Мать покинула его лишь под вечер, горестно вздыхая. Окно было приоткрыто, сквозняк шевелил занавеску. Бертхольд подошёл, выглянул на улицу, чтобы освежиться, и вдруг увидел конюха на пороге. Он постучал — один раз, потом второй, настойчиво, даже зло. Бертхольд отпрянул от окна. Сердце заколотилось.
Когда конюха впустили в дом, Бертхольд спустился на первый этаж и затаился в конце коридора. Из отцовского кабинета доносились приглушённые голоса. Он не разбирал слов, но конюх говорил спокойно. После короткой паузы вступил отец, голос его так же был ровен, и Бертхольд поспешил в комнату.
Нет, конюх точно не мог донести на него!
Прошло пятнадцать минут мучительного ожидания, когда на лестнице послышались шаги. Дверь в комнату распахнулась, ударившись о стену. Лицо отца было болезненно бледным, и Бертхольд увидел ремень в его руках.
— Встань, — приказал отец.
Бертхольд повиновался. Сперва он захотел возразить, затем — объясниться, — но не успел. Первый удар пришёлся по плечу, второй — по лицу. Ремень свистел в полёте.
— Ты что себе позволил? — спросил отец, замахиваясь. — Ты понимаешь, что сделал?
Бертхольд отступал, пока не упёрся в кровать. Удар пришёлся по боку, потом ниже. Он согнулся, прикрываясь руками, но, когда отец задрал рубашку, боль стала нестерпимой. Бертхольд заплакал.

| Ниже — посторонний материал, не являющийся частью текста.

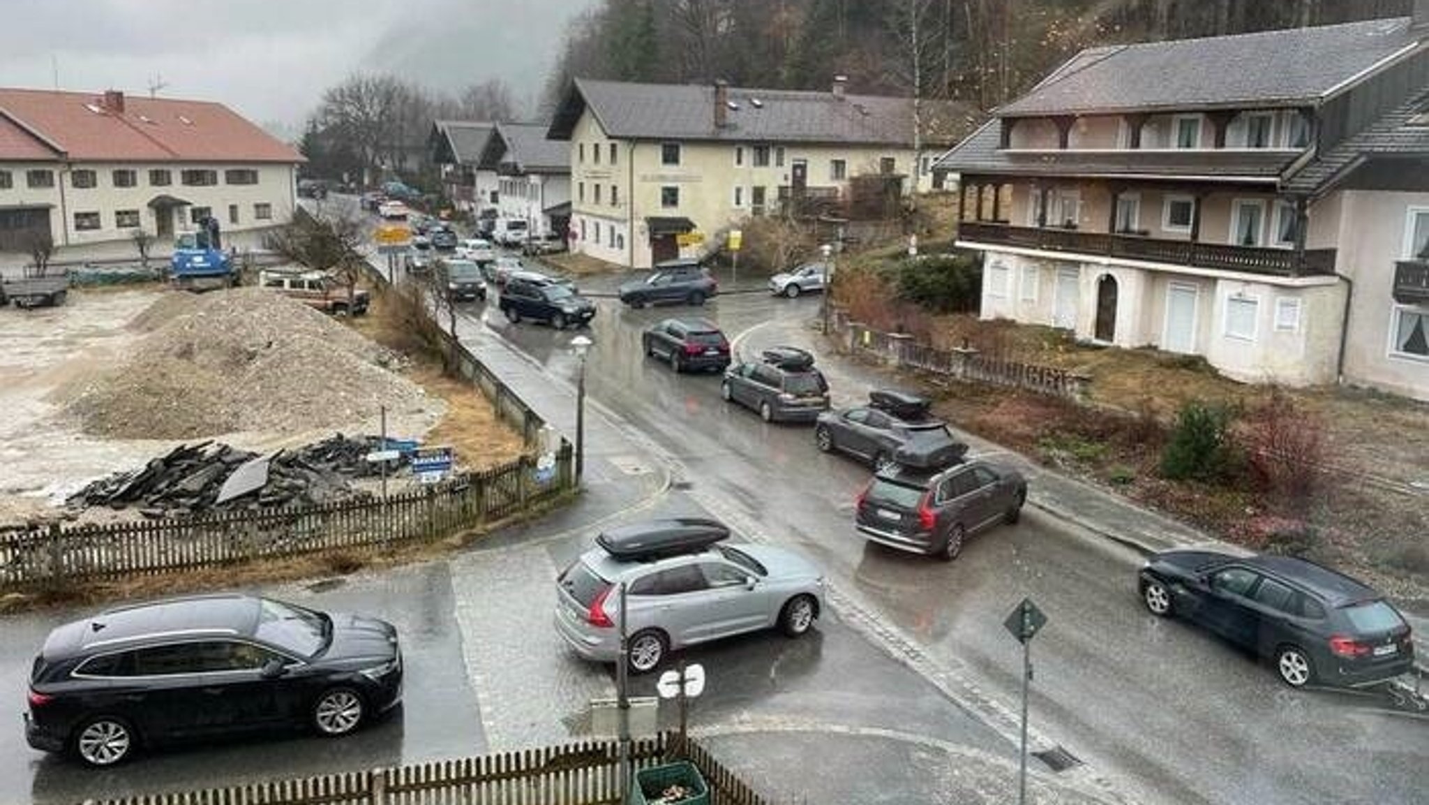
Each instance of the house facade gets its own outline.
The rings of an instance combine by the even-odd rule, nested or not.
[[[494,123],[466,120],[432,124],[427,157],[440,169],[443,190],[459,210],[480,213],[496,209],[500,202],[496,166],[480,164],[494,129]]]
[[[497,214],[526,222],[533,236],[566,236],[570,162],[566,143],[546,137],[546,123],[496,123],[479,164],[497,176]]]
[[[217,103],[0,89],[0,250],[283,224],[302,162]]]
[[[1429,399],[1426,0],[1082,51],[939,164],[983,317]]]
[[[650,267],[707,252],[746,217],[837,202],[856,176],[929,189],[933,150],[919,170],[909,103],[842,82],[789,92],[577,79],[549,133],[569,140],[572,250]],[[929,104],[933,117],[946,126],[947,104]]]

— Позор, — сказал отец тише. — Ты меня опозорил.
Он снова ударил по лицу, на этот раз — кулаком, и только потом остановился. Когда Бертхольд наконец замолк, услышал, как тяжело дышал отец, будто это ему было больно.
— Сиди здесь, — бросил отец, распрямляясь и попутно зачёсывая волосы на бок. — И молись, чтобы об этом больше никто не узнал.
Дверь захлопнулась.
Синяки проступили на следующий день. Сначала тёмные полосы на спине и плечах, потом — желтоватые тени на шее, лицо тоже задело: скулой он ударился о край кровати, и теперь под глазом наливалось тяжёлое чёрное пятно. Бертхольд пытался рассматривать себя в зеркале, как тело после неудачного опыта, но каждый раз на глаза наворачивались слёзы.
Мать пришла вечером, когда он уже лежал, отвернувшись к стене. Она принесла таз с тёплой водой, полотенце, мазь с резким аптечным запахом. Сев рядом, она осторожно приподняла рубаху и охнула.
— Господи… Господи, мой бедный мальчик. Иди, я обниму тебя.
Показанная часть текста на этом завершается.